Resource constraints flowing from increasingly tough economic times are bound to be negatively affecting Jamaican sport and, in particular, the preparation of teams and individuals.
Credit is due to our rich sporting culture, the dedication and expertise of coaches and administrators as well as the talent and determination of competitors for continued success in so many areas, despite the odds.
In the latest examples — following hard on the heels of glory at the 14th IAAF World Athletics Championships in Moscow — Jamaica's Under-19 cricketers and our senior women's cricketers deserve high praise, having reaped success just recently.
Our Under-19 cricketers won both the regional one-day and three-day titles in St Kitts. The national women's team also grabbed a double, winning the regional twenty20 and super50 titles in Grenada.
The success of the Under-19 cricketers, coached by former Jamaica captain and West Indies batsman Mr Robert Samuels, would have been particularly heart-warming following on a disappointing showing on home soil by the national Under-15 cricketers earlier in the summer.
The Under-19 performance reassured us that Jamaica's cricket at youth level remains strong -- fuelled by the school competitions sponsored by GraceKennedy as well as the ScotiaBank-sponsored development programme, et al.
We expect that the administration which takes control of the Jamaica Cricket Association (JCA), following the upcoming annual general meeting, will bring fresh ideas on how to further strengthen Jamaica's cricket at the youth level.

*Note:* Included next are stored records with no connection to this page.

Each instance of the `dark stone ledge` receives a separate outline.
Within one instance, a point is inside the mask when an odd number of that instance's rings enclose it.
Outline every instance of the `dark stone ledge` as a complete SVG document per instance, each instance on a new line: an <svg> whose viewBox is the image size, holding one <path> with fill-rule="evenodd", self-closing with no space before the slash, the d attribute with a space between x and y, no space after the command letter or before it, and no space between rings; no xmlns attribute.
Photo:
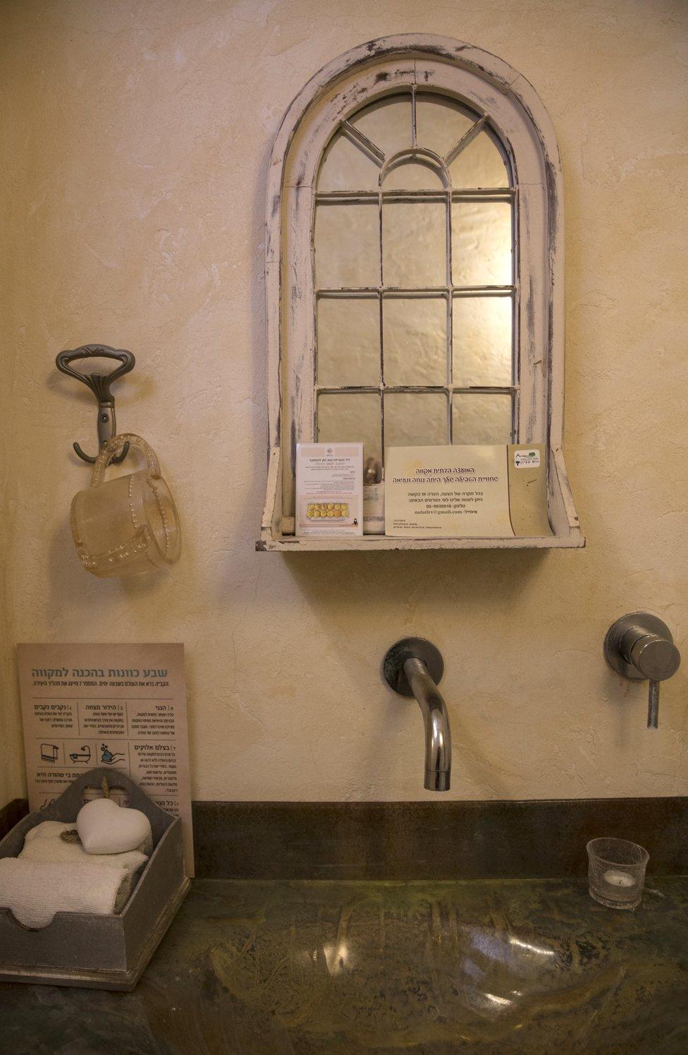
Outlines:
<svg viewBox="0 0 688 1055"><path fill-rule="evenodd" d="M648 874L688 872L688 798L531 802L195 802L208 879L556 879L586 843L645 846Z"/></svg>
<svg viewBox="0 0 688 1055"><path fill-rule="evenodd" d="M6 806L0 809L0 839L4 839L7 832L18 824L28 812L28 803L25 799L13 799Z"/></svg>

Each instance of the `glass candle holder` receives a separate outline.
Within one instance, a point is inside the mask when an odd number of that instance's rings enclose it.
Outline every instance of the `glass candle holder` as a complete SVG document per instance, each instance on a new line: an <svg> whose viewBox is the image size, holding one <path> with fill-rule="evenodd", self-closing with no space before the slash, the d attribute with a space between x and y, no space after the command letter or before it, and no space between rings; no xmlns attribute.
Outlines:
<svg viewBox="0 0 688 1055"><path fill-rule="evenodd" d="M591 839L586 848L590 897L607 908L636 908L648 851L627 839Z"/></svg>

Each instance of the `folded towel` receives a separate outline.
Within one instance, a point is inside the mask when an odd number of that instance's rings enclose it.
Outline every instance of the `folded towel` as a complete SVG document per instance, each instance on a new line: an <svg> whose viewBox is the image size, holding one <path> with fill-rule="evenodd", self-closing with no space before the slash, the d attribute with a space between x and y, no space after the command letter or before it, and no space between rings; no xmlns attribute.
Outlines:
<svg viewBox="0 0 688 1055"><path fill-rule="evenodd" d="M56 913L111 916L126 904L132 879L126 868L0 858L0 905L36 929L52 923Z"/></svg>
<svg viewBox="0 0 688 1055"><path fill-rule="evenodd" d="M44 861L53 864L84 864L105 868L126 868L137 871L145 864L145 852L127 850L125 853L86 853L81 843L65 843L60 838L63 831L75 831L74 824L61 821L43 821L30 828L24 837L24 848L20 858L27 861ZM150 852L150 851L149 851Z"/></svg>

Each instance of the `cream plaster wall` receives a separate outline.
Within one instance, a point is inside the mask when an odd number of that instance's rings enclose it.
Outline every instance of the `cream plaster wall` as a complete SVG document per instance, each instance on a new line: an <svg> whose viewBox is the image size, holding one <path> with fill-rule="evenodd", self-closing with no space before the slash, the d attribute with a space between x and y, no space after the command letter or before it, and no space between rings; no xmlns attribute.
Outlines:
<svg viewBox="0 0 688 1055"><path fill-rule="evenodd" d="M454 798L688 793L687 671L605 667L648 607L688 652L686 40L682 0L4 0L4 609L0 802L22 791L14 647L181 640L199 799L421 799L393 640L445 654ZM528 77L566 175L567 463L584 552L255 554L266 476L266 166L302 83L392 33ZM99 581L67 525L90 395L54 368L131 348L120 426L185 532L163 580ZM86 443L87 441L87 443Z"/></svg>

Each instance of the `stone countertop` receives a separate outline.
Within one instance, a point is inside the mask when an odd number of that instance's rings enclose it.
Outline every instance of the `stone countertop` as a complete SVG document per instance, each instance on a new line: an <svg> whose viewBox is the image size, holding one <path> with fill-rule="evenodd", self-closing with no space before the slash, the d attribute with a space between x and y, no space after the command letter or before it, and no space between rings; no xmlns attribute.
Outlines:
<svg viewBox="0 0 688 1055"><path fill-rule="evenodd" d="M0 984L13 1055L688 1051L688 878L197 880L134 993Z"/></svg>

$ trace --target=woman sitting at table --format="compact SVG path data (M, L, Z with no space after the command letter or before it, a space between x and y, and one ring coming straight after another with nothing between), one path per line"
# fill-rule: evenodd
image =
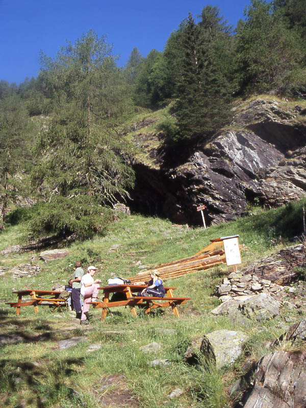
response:
M89 324L86 315L89 311L90 304L88 302L95 302L98 296L99 284L101 281L98 279L93 279L93 275L97 268L89 266L87 273L83 275L81 280L81 294L84 298L84 303L82 309L81 316L81 324Z
M165 296L165 288L163 284L163 281L160 277L160 273L156 269L152 271L151 279L148 283L147 288L143 289L139 293L138 296L156 296L157 297L164 297Z

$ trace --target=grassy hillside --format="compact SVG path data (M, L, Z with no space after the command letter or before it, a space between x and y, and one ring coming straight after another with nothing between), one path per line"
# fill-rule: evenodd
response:
M245 355L258 359L269 352L268 341L284 333L288 321L297 316L294 311L288 311L265 323L250 320L245 327L229 318L210 315L219 302L213 295L215 286L232 271L231 267L224 265L167 280L167 286L177 288L176 295L192 298L179 307L179 319L168 310L149 316L140 311L133 318L129 310L122 308L114 308L101 322L100 310L91 309L91 324L81 326L74 313L68 310L52 312L40 307L36 315L31 307L22 308L17 317L15 310L5 302L14 299L13 288L50 290L57 284L64 285L71 274L68 265L75 260L82 260L85 267L97 266L98 277L104 285L112 274L133 276L141 270L139 266L151 267L192 255L207 246L210 239L228 235L239 235L240 244L246 247L242 251L245 265L290 243L290 237L300 232L302 204L266 212L250 209L252 216L207 230L123 215L105 237L63 243L68 256L46 263L38 259L39 252L7 251L0 258L1 405L12 408L156 408L165 403L173 407L230 406L228 389L239 375L244 356L222 371L199 370L183 362L190 339L221 328L240 329L250 335ZM0 251L18 245L20 231L20 225L8 226L1 233ZM16 278L10 271L14 266L30 263L40 266L41 272ZM78 345L59 348L58 341L79 336L84 339ZM155 353L140 350L152 342L161 344ZM93 344L100 348L88 351ZM157 359L167 359L169 363L150 365ZM176 388L184 393L171 398Z

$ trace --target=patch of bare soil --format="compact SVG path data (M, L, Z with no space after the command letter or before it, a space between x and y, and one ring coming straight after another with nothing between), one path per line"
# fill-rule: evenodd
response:
M105 377L94 392L98 400L99 408L140 406L125 384L123 375L114 374Z

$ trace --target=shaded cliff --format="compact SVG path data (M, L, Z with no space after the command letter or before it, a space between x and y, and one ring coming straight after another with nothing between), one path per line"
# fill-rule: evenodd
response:
M141 133L134 141L150 163L135 164L129 205L175 222L200 224L196 207L204 204L209 224L235 219L254 200L270 208L304 196L305 113L285 100L245 102L236 107L231 126L209 143L198 142L172 157L162 135Z

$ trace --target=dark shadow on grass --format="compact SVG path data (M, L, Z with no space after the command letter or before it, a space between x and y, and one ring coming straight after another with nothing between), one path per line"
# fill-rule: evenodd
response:
M22 386L27 387L32 396L28 399L26 405L21 402L16 406L29 404L44 408L49 406L50 401L56 404L63 398L69 399L72 389L65 385L65 379L76 373L78 370L74 365L79 368L84 364L83 358L64 359L56 362L40 360L33 363L3 359L0 360L1 391L12 394L22 389Z

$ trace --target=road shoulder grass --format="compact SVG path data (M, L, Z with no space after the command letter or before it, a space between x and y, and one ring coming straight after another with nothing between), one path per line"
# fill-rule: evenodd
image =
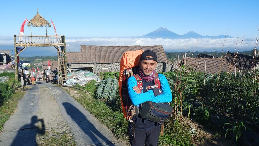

Even more importantly, there must be a plan to so strengthen the clubs and parish associations that talent emerging from the age-groups system is enhanced.
The extraordinary success of the inaugural Caribbean Premier League is yet another signal to all that there is a future in cricket; that there can be a viable livelihood for those good enough to play professionally — even should they fall short of the West Indies team.
In the case of our female cricketers, they continue to excel despite the absence of school and club leagues.
It's incredible that despite the emergence of such world stars as Miss Stefanie Taylor, Jamaica's women's cricket is now far less structured than it was 40 years ago.
Surely it must be time for a competition serving our young female cricketers in schools, as well as a properly run club and parish programme for the senior players. We suggest that those women who have represented the country down the years have a responsibility to strongly lobby the JCA, ISSA, et al to get these programmes going.
Certainly, those delegates, male and female, getting ready to vote at the upcoming JCA election should be asking searching questions of the contenders regarding their plans for women's cricket.